District 86 students put science knowledge on display
Sriranjini Muthukrishnan of Willowbrook looks at the results of her son Naveen Balaji's research project during the Science Inquiry Research Symposium Thursday at Hinsdale South High School. | Steve Johnston~for Sun-Times Media
Updated: October 1, 2012 1:31AM
DARIEN — After seven weeks of gathering information, researching and forming conclusions, District 86 summer school students learned another important piece of the scientific method; presenting their findings.
In front of parents, school staff and their professional mentors, the 27 students who signed up for the district’s Science Inquiry Research course showcased their completed projects Thursday inside the Hinsdale South High School library.
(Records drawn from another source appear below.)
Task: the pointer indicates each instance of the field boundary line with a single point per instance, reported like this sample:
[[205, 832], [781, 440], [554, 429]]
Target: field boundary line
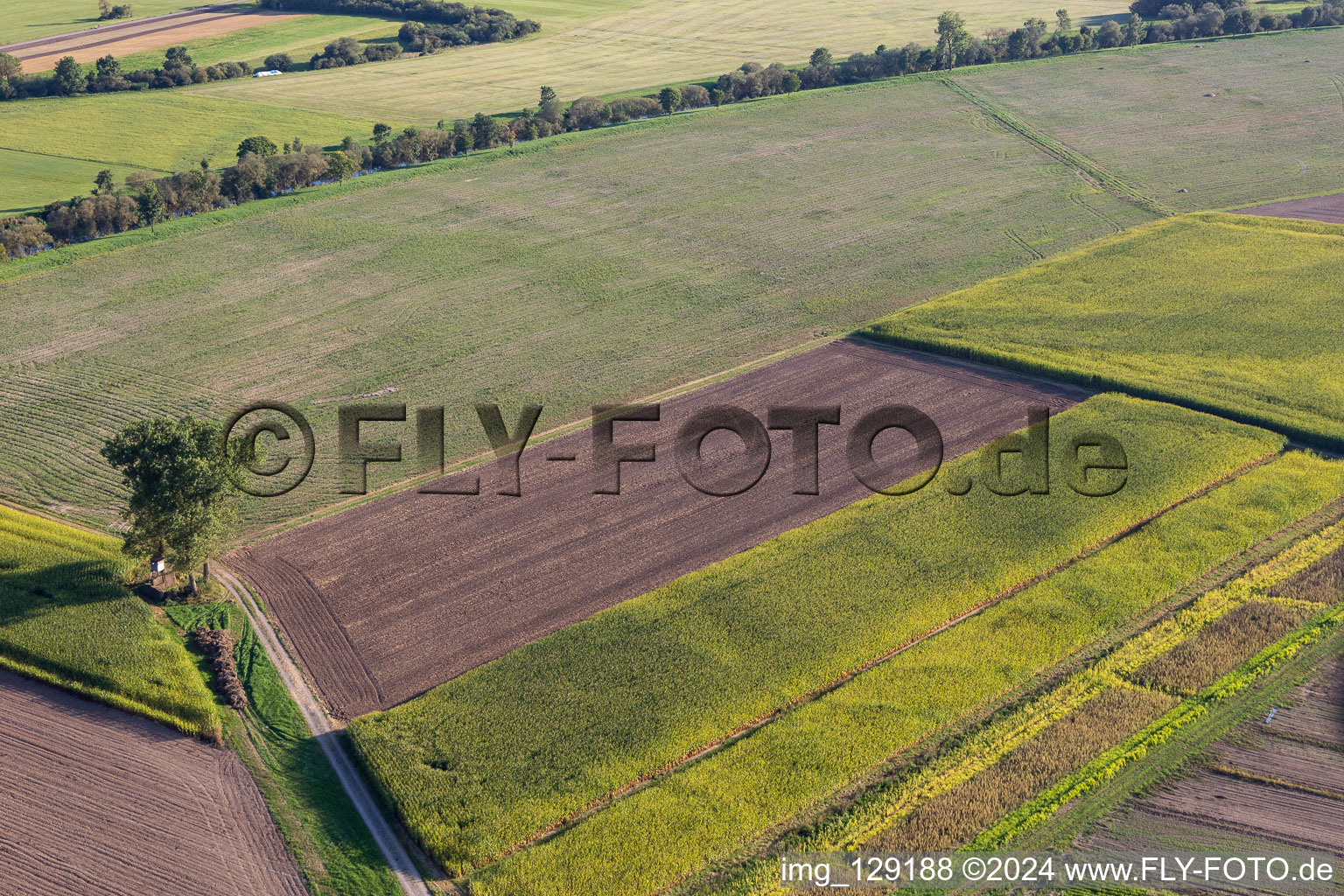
[[327, 735], [746, 728], [1062, 690], [1057, 150], [117, 25]]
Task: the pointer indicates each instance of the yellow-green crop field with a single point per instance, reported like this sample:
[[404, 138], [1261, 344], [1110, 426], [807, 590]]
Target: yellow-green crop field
[[66, 618], [1236, 315], [300, 38], [1270, 130], [709, 810], [584, 269], [584, 47], [484, 762]]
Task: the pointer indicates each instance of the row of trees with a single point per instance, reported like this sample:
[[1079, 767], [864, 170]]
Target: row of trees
[[266, 170], [108, 11], [438, 24], [105, 75], [449, 23], [347, 52]]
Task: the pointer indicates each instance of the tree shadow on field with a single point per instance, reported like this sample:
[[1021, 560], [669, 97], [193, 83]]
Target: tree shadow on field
[[27, 595]]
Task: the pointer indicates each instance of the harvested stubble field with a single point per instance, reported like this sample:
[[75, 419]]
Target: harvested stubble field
[[612, 46], [599, 268], [32, 19], [1270, 130], [300, 37], [657, 677], [1260, 786], [421, 597], [97, 801], [122, 39], [89, 133], [707, 810], [953, 818], [1238, 316], [66, 618], [323, 830], [1328, 208]]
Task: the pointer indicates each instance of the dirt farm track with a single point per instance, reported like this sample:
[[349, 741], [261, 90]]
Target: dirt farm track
[[394, 597], [138, 35], [97, 802]]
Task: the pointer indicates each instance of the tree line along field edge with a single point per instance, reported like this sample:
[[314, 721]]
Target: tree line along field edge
[[469, 240], [722, 803], [67, 620], [438, 742]]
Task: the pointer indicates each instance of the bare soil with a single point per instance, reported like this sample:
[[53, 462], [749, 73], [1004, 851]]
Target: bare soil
[[150, 34], [97, 802], [396, 597], [1328, 208]]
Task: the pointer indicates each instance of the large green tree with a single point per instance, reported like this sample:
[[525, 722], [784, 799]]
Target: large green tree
[[182, 496], [952, 38]]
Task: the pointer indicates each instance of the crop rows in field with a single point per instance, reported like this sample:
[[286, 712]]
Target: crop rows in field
[[32, 19], [100, 802], [1221, 647], [953, 818], [722, 802], [1251, 328], [330, 843], [94, 132], [594, 269], [67, 620], [300, 37], [1269, 130], [371, 641], [656, 695], [942, 798], [626, 46]]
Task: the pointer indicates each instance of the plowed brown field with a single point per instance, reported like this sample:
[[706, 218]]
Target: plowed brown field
[[396, 597], [97, 802], [138, 37], [1328, 208]]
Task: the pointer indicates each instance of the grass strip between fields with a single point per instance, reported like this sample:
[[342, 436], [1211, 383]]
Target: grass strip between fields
[[67, 620], [722, 803], [486, 762], [320, 826], [889, 805], [1253, 328]]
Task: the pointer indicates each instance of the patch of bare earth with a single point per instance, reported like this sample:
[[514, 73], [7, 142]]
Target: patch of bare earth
[[97, 802], [396, 597], [1328, 208], [152, 34]]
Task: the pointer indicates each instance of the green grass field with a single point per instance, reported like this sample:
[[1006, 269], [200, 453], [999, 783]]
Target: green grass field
[[500, 752], [584, 47], [32, 180], [712, 808], [1270, 130], [599, 266], [321, 828], [67, 620], [1230, 313], [300, 38], [32, 19], [67, 141]]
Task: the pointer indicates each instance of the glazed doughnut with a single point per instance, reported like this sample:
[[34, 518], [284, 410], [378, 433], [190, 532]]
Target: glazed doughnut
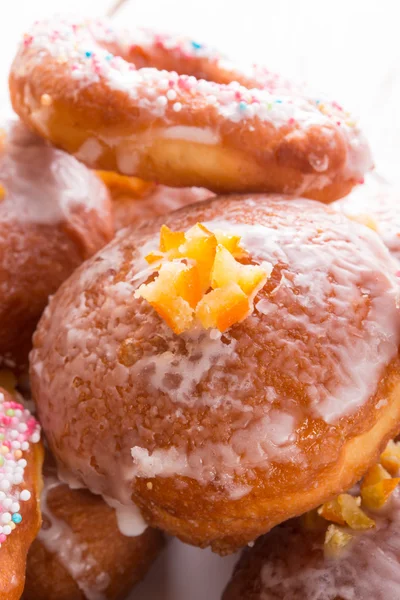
[[54, 213], [136, 201], [376, 204], [80, 553], [108, 96], [296, 561], [218, 437], [21, 458]]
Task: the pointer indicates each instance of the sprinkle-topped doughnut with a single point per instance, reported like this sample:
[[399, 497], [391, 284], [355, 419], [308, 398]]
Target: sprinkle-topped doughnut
[[171, 110], [21, 458], [218, 422]]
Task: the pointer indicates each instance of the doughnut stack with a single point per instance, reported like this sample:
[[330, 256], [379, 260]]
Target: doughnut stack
[[200, 293]]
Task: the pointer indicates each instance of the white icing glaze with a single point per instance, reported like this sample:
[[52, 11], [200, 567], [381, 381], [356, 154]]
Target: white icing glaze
[[129, 518], [59, 539], [192, 134], [82, 47], [337, 292], [43, 185], [379, 201]]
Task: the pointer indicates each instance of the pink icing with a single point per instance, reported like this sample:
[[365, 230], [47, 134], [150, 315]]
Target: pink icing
[[380, 201], [83, 50], [331, 316]]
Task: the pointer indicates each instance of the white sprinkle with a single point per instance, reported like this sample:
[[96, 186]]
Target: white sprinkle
[[161, 101], [25, 495], [171, 95]]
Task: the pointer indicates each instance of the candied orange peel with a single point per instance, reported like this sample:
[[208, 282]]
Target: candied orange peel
[[348, 511], [200, 279], [122, 186]]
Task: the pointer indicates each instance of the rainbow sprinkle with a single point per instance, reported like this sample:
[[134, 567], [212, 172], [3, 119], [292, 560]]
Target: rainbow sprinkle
[[17, 430]]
Hinsdale Central junior Rahul Ramani, in his second year in the SIR course, partnered with mentors Nina Grude and Jerry Krishnan of the University of Illinois at Chicago. Ramani was curious to know if written or video instructions were better for teaching proper inhaler technique.
Ramani created a video of himself showing the correct way to use an inhaler and wrote instructions to present to 32 random test subjects.
“I did think the video would be better but (Krishnan) thought otherwise because there was no audio to the video,” Ramani said. “(The study) takes a lot of time. In actual science, you learn all the processes, how to start, work through it and time management.”
Krishnan said the information from Ramani’s study, which proved video to be more effective, has given him clues on how to study the problem further and on a much larger scale.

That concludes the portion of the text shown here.